Tuesday, February 26, 2008

The power of idea's

As I have mentioned in previous posts, some of us have been introducing NVC principles to North Hennepin Community College. We have created a set of meeting guidelines for committee meetings around the concept of needs. Essentially, we invite participants to identify met or unmet needs that they are currently experiencing in the beginning and end of meetings. We have hoped that this will increase connection, and that trust and respect will follow.
I have recently spoken to some colleagues who have received this very brief and informal training. Their interpretation was that it was “top-down” and that they did not trust the process. My guess is that they were in need understanding, safety, freedom and choice. At any rate, it reminded me how important it is to invite people to participate without judgment or demand.
I think that “good ideas” (i.e. ways of making the campus a better place, ways of getting people to get a long, ways of promoting peace) are met with resistance at an institutional level because of a need for choice and freedom, the freedom and choice to say no, not participate and express doubt. Often when “new initiatives” are taken on, the energy and thrust behind them leaves little room for the individual to disagree, lest they become a “downer”, “skeptic” or “negative”. Most education, training, good idea or movement has air of righteousness to it, that preferences the idea over the person. The thrust behind the movements’ argument is often: “if I can get you to do something the way I want you to, you will soon be enlightened enough to understand and accept.” All of history seems to be one convincing and profound idea after the next. Inevitably, this is always met with resistance. This is because there is a kind of tyranny of solutions and good ideas, no matter how “good”, peaceful, or democratic they are. Our enlightened knowledge, our supreme vision for the world, whatever it may be, can only be heard if those we are educating can trust that they will not be punished or judged for an unpopular opinion. Actually this means that we have to change our objective from educating (no matter how enlightened, or knowledgeable we are), to connecting.

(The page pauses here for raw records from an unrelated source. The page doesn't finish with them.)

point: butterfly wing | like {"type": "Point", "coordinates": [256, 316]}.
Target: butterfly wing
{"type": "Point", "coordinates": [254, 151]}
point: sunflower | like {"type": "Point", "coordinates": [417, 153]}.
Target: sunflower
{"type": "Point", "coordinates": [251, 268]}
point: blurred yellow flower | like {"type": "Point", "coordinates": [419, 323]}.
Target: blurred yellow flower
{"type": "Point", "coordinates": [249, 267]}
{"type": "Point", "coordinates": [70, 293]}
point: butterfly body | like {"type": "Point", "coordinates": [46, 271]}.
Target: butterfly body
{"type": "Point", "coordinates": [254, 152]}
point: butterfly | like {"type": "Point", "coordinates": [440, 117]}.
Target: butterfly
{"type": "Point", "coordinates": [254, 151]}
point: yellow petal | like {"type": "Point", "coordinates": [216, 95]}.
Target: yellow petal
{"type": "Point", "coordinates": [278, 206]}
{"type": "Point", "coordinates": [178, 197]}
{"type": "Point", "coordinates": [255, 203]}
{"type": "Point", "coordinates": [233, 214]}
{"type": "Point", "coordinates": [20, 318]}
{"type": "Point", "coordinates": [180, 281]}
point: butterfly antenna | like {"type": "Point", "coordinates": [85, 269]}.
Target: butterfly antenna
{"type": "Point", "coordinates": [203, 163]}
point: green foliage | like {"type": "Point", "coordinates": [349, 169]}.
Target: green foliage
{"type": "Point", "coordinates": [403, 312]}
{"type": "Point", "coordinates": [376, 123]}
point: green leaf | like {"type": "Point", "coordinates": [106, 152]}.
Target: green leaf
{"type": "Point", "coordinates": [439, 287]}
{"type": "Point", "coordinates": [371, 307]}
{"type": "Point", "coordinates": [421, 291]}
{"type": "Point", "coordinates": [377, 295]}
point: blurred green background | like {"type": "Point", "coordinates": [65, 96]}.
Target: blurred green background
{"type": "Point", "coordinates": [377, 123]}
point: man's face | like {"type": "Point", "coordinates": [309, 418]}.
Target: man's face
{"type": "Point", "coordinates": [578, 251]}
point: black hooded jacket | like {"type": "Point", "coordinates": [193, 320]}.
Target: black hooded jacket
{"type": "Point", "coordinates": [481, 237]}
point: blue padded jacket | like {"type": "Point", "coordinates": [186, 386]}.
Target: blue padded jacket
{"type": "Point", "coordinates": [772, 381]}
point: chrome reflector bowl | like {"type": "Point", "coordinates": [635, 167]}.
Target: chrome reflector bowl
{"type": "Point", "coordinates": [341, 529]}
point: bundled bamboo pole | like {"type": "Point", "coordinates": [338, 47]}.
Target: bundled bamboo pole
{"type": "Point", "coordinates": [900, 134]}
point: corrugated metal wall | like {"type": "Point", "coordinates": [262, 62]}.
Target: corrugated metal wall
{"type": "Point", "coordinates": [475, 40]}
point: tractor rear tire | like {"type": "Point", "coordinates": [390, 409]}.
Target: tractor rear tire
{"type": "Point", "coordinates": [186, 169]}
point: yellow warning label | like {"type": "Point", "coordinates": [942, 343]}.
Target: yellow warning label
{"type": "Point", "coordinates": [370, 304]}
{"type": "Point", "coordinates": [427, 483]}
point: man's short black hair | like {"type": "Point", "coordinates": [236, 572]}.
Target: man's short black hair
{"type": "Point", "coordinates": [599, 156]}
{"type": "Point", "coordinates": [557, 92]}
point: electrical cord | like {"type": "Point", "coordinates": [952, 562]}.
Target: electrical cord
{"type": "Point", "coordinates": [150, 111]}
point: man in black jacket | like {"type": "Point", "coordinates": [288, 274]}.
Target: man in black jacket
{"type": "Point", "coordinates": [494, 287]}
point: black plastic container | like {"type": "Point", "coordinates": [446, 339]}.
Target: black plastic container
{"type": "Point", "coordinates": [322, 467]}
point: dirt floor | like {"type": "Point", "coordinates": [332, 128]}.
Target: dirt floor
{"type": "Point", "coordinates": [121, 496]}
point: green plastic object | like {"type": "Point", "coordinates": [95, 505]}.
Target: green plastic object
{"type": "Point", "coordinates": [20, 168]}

In my opinion the beauty and power of a process like NVC is that it is premised on the principle that acknowledges all perspectives and needs, regardless of their popularity. With NVC the goal is only to connect rather than to get people to do things your way. I believe that we will find that if our goal is to do anything other than connect, (i.e. To convince, to remind, to tell, to educate etc.) we will always be met with resistance, doubt and mistrust.